Tensor-level selectors (tensors, tensors_struct) control which tensor roles are logged: activation, gradient, weight, output, wgrad, dgrad.

Output and Monitoring#

Tensor statistics are written to tensor_inspect.log_dir and forwarded to TensorBoard/W&B when enabled.

Log locations:

  • Text logs: <log_dir>/nvdlfw_inspect_statistics_logs/

  • TensorBoard

  • W&B

Performance Considerations#

  • Use freq > 1 to reduce overhead. Statistics collection is expensive for large models.
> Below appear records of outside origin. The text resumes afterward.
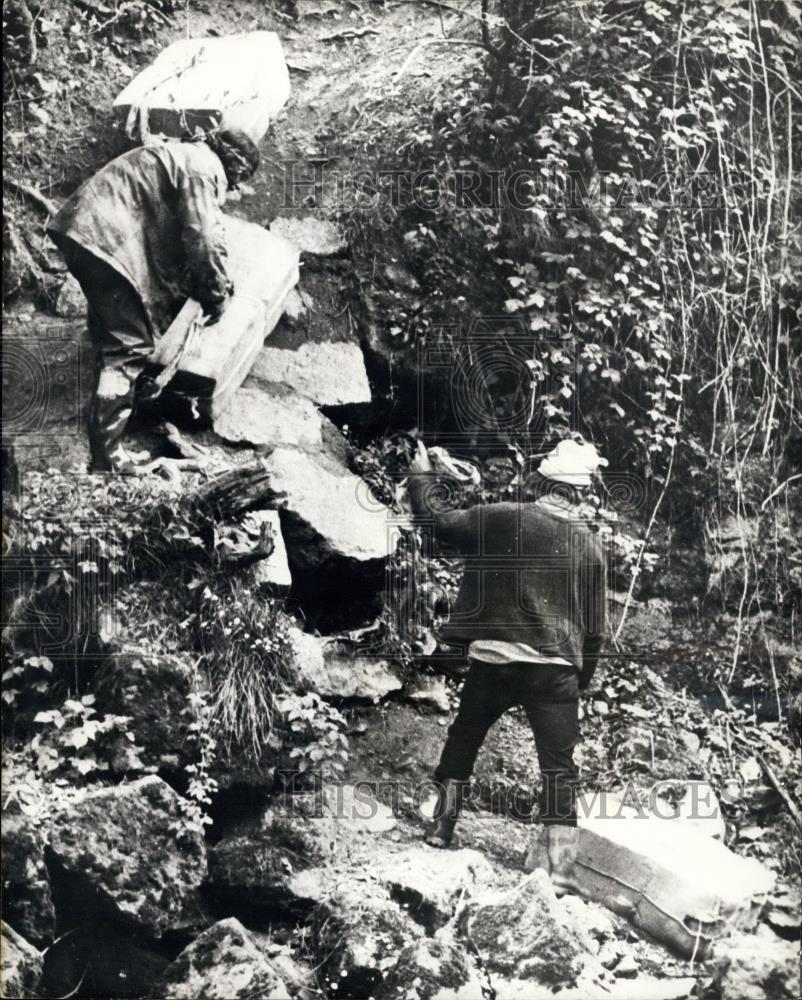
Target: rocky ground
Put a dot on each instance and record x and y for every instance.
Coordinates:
(145, 855)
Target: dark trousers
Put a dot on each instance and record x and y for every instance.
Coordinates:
(549, 694)
(121, 331)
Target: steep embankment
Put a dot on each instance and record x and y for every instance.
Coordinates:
(186, 735)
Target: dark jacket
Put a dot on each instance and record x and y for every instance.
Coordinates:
(532, 574)
(154, 214)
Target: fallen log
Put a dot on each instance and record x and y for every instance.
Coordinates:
(236, 491)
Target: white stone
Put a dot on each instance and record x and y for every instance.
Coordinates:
(265, 415)
(330, 374)
(310, 234)
(273, 571)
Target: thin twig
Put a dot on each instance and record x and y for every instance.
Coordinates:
(32, 194)
(774, 781)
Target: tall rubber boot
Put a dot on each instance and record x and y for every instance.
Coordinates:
(108, 418)
(450, 796)
(554, 849)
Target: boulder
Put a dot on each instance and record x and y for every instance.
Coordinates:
(71, 301)
(360, 932)
(338, 537)
(27, 900)
(429, 691)
(310, 234)
(355, 810)
(523, 933)
(334, 669)
(329, 374)
(131, 848)
(21, 963)
(271, 416)
(154, 689)
(668, 876)
(432, 968)
(759, 966)
(223, 963)
(272, 573)
(330, 513)
(648, 625)
(254, 865)
(429, 883)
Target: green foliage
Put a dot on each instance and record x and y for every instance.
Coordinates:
(314, 732)
(201, 785)
(78, 743)
(245, 641)
(633, 216)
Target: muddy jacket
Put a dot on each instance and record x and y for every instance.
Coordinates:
(154, 215)
(532, 575)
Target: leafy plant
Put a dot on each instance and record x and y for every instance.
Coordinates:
(315, 732)
(246, 644)
(78, 743)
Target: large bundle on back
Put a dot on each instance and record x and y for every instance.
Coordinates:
(239, 81)
(203, 366)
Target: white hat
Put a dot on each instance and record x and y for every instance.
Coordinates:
(572, 462)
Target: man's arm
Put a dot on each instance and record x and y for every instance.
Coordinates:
(204, 241)
(428, 496)
(593, 591)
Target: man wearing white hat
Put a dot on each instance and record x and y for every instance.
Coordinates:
(531, 611)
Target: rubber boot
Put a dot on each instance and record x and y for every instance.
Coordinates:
(561, 845)
(554, 849)
(450, 797)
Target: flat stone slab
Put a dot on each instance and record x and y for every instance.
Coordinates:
(223, 963)
(275, 570)
(329, 374)
(310, 235)
(270, 416)
(332, 513)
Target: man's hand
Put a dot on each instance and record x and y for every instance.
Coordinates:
(212, 311)
(421, 462)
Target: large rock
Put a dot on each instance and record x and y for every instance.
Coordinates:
(648, 625)
(334, 669)
(154, 689)
(21, 965)
(255, 865)
(523, 933)
(27, 900)
(337, 535)
(329, 374)
(666, 875)
(432, 969)
(272, 573)
(131, 846)
(224, 963)
(266, 414)
(271, 416)
(310, 234)
(759, 966)
(429, 883)
(356, 811)
(360, 933)
(71, 301)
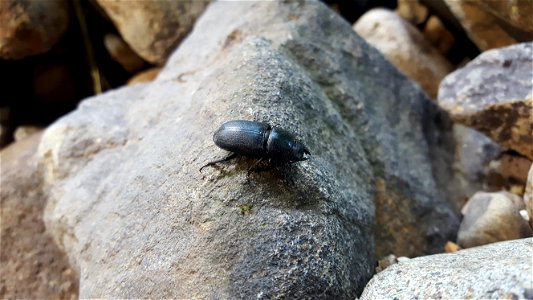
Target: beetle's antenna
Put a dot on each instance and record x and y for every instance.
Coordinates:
(229, 157)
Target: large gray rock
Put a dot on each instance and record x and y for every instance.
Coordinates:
(405, 47)
(31, 265)
(497, 271)
(493, 94)
(128, 204)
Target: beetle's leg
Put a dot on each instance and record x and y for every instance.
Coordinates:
(229, 157)
(251, 168)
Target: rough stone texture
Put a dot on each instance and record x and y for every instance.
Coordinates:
(122, 53)
(438, 35)
(405, 47)
(528, 196)
(137, 218)
(490, 218)
(497, 271)
(508, 172)
(144, 76)
(481, 26)
(493, 94)
(31, 265)
(516, 12)
(30, 27)
(153, 28)
(474, 151)
(412, 11)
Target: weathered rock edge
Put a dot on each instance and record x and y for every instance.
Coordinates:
(128, 204)
(496, 271)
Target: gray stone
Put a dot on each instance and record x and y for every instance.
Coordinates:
(490, 218)
(493, 95)
(31, 27)
(153, 28)
(405, 47)
(474, 151)
(31, 265)
(128, 204)
(497, 271)
(122, 53)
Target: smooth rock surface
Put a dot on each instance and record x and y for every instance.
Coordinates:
(480, 25)
(490, 218)
(31, 27)
(493, 94)
(405, 47)
(153, 28)
(474, 151)
(31, 265)
(137, 218)
(497, 271)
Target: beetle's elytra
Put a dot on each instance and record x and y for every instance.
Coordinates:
(257, 139)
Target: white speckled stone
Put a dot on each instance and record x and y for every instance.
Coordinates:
(498, 271)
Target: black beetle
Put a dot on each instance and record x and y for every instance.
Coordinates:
(257, 139)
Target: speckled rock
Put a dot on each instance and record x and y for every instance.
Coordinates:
(492, 217)
(480, 25)
(31, 27)
(528, 196)
(493, 94)
(129, 205)
(497, 271)
(405, 47)
(516, 12)
(153, 29)
(31, 265)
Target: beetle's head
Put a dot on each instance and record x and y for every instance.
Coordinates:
(299, 152)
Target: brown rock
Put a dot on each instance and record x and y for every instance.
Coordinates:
(30, 27)
(412, 11)
(508, 170)
(122, 53)
(528, 196)
(144, 76)
(518, 13)
(23, 132)
(493, 94)
(153, 28)
(438, 35)
(481, 26)
(31, 265)
(492, 217)
(405, 47)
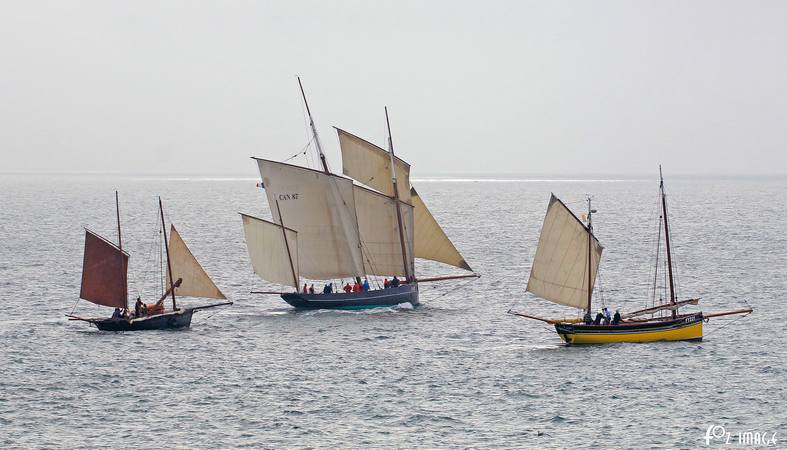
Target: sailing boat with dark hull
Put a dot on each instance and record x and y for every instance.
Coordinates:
(105, 282)
(327, 227)
(564, 272)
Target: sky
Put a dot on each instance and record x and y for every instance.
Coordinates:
(520, 87)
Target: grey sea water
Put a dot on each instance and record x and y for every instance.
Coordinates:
(454, 372)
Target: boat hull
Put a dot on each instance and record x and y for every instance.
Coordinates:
(169, 320)
(688, 328)
(355, 300)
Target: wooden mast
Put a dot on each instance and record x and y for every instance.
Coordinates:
(666, 239)
(120, 246)
(166, 246)
(590, 259)
(287, 244)
(314, 129)
(395, 198)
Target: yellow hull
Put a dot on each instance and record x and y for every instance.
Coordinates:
(685, 329)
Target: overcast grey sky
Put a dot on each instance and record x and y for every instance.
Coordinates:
(543, 87)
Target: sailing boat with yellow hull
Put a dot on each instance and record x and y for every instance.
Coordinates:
(105, 283)
(329, 227)
(564, 272)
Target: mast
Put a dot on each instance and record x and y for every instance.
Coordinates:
(666, 239)
(287, 244)
(396, 199)
(120, 246)
(590, 260)
(314, 129)
(166, 246)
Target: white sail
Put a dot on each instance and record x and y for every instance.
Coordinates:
(560, 268)
(431, 242)
(379, 228)
(268, 250)
(371, 165)
(321, 208)
(196, 282)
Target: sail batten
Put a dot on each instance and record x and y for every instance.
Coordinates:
(104, 272)
(272, 258)
(195, 281)
(560, 268)
(370, 165)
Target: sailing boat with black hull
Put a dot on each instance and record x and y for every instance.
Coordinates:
(326, 227)
(564, 272)
(105, 282)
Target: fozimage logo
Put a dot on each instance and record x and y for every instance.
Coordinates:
(717, 435)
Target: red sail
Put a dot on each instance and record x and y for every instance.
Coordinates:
(104, 272)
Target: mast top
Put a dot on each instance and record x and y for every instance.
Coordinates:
(314, 129)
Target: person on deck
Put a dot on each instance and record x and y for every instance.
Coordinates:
(138, 308)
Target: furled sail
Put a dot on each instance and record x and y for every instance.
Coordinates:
(104, 272)
(379, 229)
(196, 282)
(431, 242)
(560, 268)
(321, 208)
(369, 164)
(268, 250)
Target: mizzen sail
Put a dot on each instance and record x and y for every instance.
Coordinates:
(104, 272)
(370, 165)
(321, 208)
(196, 282)
(273, 259)
(431, 242)
(379, 231)
(560, 268)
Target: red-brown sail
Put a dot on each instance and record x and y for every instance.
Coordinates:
(104, 272)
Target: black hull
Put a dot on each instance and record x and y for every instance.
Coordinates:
(170, 320)
(355, 300)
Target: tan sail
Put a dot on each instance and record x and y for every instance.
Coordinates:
(268, 251)
(431, 242)
(560, 269)
(371, 165)
(379, 231)
(196, 282)
(104, 272)
(321, 208)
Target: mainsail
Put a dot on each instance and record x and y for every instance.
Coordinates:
(321, 208)
(104, 272)
(270, 256)
(379, 232)
(196, 282)
(560, 268)
(370, 165)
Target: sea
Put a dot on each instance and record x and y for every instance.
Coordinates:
(456, 371)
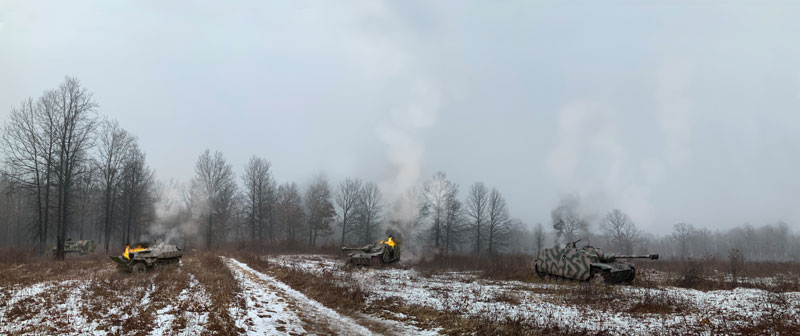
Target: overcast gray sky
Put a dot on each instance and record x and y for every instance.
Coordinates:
(670, 111)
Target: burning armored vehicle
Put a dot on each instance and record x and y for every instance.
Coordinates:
(587, 263)
(147, 256)
(79, 247)
(384, 252)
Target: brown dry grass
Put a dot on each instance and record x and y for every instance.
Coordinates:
(332, 291)
(505, 267)
(712, 274)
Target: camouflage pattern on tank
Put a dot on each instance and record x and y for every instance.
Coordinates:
(148, 255)
(586, 263)
(78, 247)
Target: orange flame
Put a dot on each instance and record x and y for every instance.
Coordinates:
(128, 250)
(388, 241)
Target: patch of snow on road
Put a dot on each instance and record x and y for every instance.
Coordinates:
(270, 302)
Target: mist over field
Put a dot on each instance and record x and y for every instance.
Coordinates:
(468, 132)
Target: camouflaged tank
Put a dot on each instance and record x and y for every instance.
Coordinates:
(587, 263)
(386, 251)
(147, 256)
(78, 247)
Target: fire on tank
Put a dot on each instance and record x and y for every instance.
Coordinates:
(386, 251)
(147, 256)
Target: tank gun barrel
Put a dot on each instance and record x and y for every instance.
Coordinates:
(641, 256)
(344, 248)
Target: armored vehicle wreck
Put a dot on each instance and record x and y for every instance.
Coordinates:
(147, 256)
(79, 247)
(587, 263)
(384, 252)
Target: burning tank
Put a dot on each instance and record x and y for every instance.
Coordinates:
(79, 247)
(148, 255)
(386, 251)
(587, 263)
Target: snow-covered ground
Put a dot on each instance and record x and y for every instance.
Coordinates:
(94, 306)
(102, 302)
(554, 304)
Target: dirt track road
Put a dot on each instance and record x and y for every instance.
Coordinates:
(274, 308)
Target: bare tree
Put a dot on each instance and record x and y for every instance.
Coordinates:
(477, 201)
(437, 196)
(497, 225)
(682, 235)
(347, 197)
(113, 146)
(259, 195)
(539, 236)
(319, 208)
(74, 121)
(28, 148)
(453, 226)
(215, 182)
(137, 194)
(567, 222)
(289, 208)
(368, 209)
(620, 230)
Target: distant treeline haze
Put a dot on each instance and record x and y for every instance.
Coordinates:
(69, 172)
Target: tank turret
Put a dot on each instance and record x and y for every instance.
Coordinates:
(148, 255)
(384, 252)
(77, 247)
(587, 263)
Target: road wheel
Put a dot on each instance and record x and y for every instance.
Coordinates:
(138, 268)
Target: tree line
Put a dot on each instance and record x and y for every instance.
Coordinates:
(69, 172)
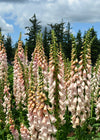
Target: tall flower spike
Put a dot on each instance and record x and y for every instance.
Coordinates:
(20, 85)
(3, 76)
(62, 89)
(73, 89)
(96, 86)
(45, 119)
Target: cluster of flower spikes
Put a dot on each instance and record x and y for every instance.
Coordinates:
(96, 87)
(57, 91)
(7, 101)
(80, 85)
(19, 82)
(40, 120)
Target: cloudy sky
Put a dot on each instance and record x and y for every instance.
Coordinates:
(15, 14)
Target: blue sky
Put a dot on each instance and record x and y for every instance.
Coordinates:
(15, 14)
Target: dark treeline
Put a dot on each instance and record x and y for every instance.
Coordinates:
(63, 34)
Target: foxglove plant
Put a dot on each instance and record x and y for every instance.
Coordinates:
(96, 86)
(72, 92)
(19, 86)
(79, 94)
(40, 120)
(62, 87)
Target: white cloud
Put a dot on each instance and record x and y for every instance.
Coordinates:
(51, 11)
(6, 28)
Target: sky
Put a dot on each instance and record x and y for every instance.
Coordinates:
(15, 14)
  • Narrow layer selection with specific regex patterns rather than .*

Console Logging#

Megatron Bridge uses the standard Python logging subsystem for console output.

Configure Console Logging#

To control console logging behavior, use the following configuration options:

  • logging_level sets the default verbosity level. It can be overridden via the MEGATRON_BRIDGE_LOGGING_LEVEL environment variable.

  • filter_warnings suppresses messages at the WARNING level.

  • modules_to_filter specifies logger name prefixes to exclude from output.

  • set_level_for_all_loggers determines whether the logging level is applied to all loggers or only a subset, depending on the current implementation.

Monitor Logging Cadence and Content#

To monitor training progress at regular intervals, the framework prints a summary line every log_interval iterations.

Each summary includes:

  • Timestamp

  • Iteration counters

  • Consumed and skipped samples

  • Iteration time (ms)

  • Learning rates

  • Global batch size

  • Per-loss averages

  • Loss scale

When enabled, additional metrics are printed:

  • Gradient norm

  • Zeros in gradients

  • Parameter norm

  • Energy and power per GPU

Straggler timing reports follow the same log_interval cadence, helping identify performance bottlenecks across ranks.

Minimize Timing Overhead#

To reduce performance impact, set timing_log_level to 0.
Increase to 1 or 2 only when more detailed timing metrics are required, as higher levels introduce additional logging overhead.